The Heat is On

Issue section: 

Tony Blair's speeches on the firefighters could have been written by the 'Sun'.

We are witnessing a Labour government talking the language of Thatcherism and preparing to break the strike of a union whose members fund the Labour Party. The government talks of the loss of thousands of firefighters' jobs, not a penny extra for the pay claim and a humiliating defeat of the FBU. Blair proclaimed that 'no government on earth could afford the pay demands'. Yet every concession by the FBU leadership has been met with intransigence and insults from the other side.

Blair has decided to make this dispute a defining moment in the history of New Labour. Just as Thatcher took on the miners in the 1980s to teach other workers a lesson, so Blair is determined to do the same with the FBU.

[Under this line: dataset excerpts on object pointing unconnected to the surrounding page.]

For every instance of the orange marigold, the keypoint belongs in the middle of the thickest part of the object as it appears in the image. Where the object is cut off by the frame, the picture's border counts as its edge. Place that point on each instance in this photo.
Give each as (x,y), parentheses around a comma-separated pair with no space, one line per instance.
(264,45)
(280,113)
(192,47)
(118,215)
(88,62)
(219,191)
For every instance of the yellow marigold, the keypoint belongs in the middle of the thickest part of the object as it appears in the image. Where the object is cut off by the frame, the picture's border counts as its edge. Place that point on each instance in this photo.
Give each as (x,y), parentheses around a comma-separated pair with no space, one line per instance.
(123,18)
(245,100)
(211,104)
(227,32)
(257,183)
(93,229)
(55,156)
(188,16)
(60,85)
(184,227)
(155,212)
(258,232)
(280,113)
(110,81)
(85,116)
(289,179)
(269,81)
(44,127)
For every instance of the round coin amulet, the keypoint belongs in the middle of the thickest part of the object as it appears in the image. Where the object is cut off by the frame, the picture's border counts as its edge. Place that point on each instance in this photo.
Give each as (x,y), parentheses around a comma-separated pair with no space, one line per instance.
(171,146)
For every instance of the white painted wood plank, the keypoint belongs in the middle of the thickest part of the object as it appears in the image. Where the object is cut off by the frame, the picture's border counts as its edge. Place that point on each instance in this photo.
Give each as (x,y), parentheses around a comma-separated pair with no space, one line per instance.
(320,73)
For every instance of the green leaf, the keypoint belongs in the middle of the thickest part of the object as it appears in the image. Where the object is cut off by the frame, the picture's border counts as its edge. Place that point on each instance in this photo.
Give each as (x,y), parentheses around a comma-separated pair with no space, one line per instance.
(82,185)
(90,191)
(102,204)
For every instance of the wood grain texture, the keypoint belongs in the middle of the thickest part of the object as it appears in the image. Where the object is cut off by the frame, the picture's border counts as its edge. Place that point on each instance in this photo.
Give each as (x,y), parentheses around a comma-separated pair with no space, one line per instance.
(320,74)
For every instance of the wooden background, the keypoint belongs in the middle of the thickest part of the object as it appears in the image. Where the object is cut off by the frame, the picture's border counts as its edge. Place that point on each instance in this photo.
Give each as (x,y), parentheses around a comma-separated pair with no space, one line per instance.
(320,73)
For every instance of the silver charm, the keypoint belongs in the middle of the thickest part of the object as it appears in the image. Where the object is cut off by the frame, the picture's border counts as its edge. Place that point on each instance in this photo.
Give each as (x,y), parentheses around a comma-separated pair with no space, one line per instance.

But that was then--this is now. There are a number of important factors in the firefighters' favour. The government cannot afford a long strike. War with Iraq looms within a month or two and Blair cannot fight on both fronts. Economic crisis is on the horizon, with Gordon Brown going into the red with public finances--not something he can blame on the firefighters. The political atmosphere has also changed. In the 1980s, Thatcher had already taken on and defeated sections of workers before she took on the miners. The ideological message was of individualism, pro-privatisation and anti-union. Blair has had little success in trying to repeat this message.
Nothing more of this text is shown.